Pink is the new black, didn’t you know?!
We couldn’t resist making these super cute pink iced cookies for Halloween (or should we say Hallowine…?!).
Too pretty to eat? We think not! Flavoured with pumpkin spice and topped with a delicious, tangy lemon icing, they are the perfect fall treat. They are also super quick and easy to make.
So on your marks, get set… Mira-BOO!
Pink pumpkin spice and lemon icing Halloween cookies
Makes about 30-40 cookies.
For the pumpkin spice cookies:
- 250 g flour
- 100g ground almonds
- 1 tbsp pumpkin spice mix
- 100 g soft brown sugar
- 125 g butter
- 1 egg
- a pinch of salt
For the icing:
- Icing sugar
- Lemon juice
- Beetroot powder (or pink food colouring)
For the cookies:
- Soften butter and sugar using a spatula or the paddle attachment of your standmixer. Incorporate flour, ground almonds, spices, salt and egg. Mix until the mixture is homogeneous.

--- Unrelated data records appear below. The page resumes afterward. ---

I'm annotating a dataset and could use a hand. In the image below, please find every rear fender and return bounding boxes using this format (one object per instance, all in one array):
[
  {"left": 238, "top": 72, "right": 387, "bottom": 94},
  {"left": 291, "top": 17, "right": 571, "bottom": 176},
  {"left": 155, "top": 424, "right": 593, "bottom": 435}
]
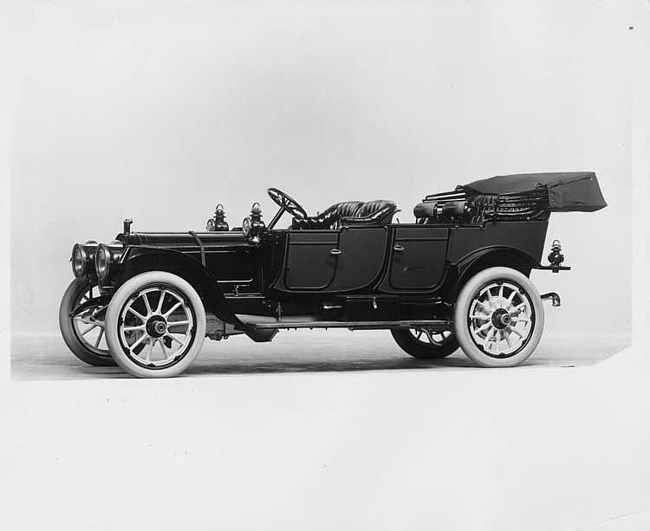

- Shape dough into a disk and wrap in parchment paper. Refrigerate for 30 minutes.
- Preheat the oven to 170°C (340 F).
- Flour lightly your work surface and roll the dough to the desired thickness (usually around 4-5mm). Using cookie cutters, cut out cookies and place on a baking sheet line with parchment paper.
- Bake until golden (12-15 minutes) and let cool on a wire rack.
For the icing:
- In a bowl, mix icing sugar with just a pinch of beetroot power. Incorporate a tiny bit of lemon juice and mix until it becomes a paste. If too thick, add some more juice. If too liquid, thicken it with more icing sugar.
- Once the cookies are cool, use a piping bag to pipe the icing on the cookies. Leave to set for 1 hour, then add the eyes and mouth with some melted dark chocolate (you can use a toothpick for that)
- Leave to set for 1 hour. Enjoy, and happy Hallowine!
Tip: you can prepare three of four batches of icing, adding more beetroot powder in some to have different shades of pink and a lovely ombré finish!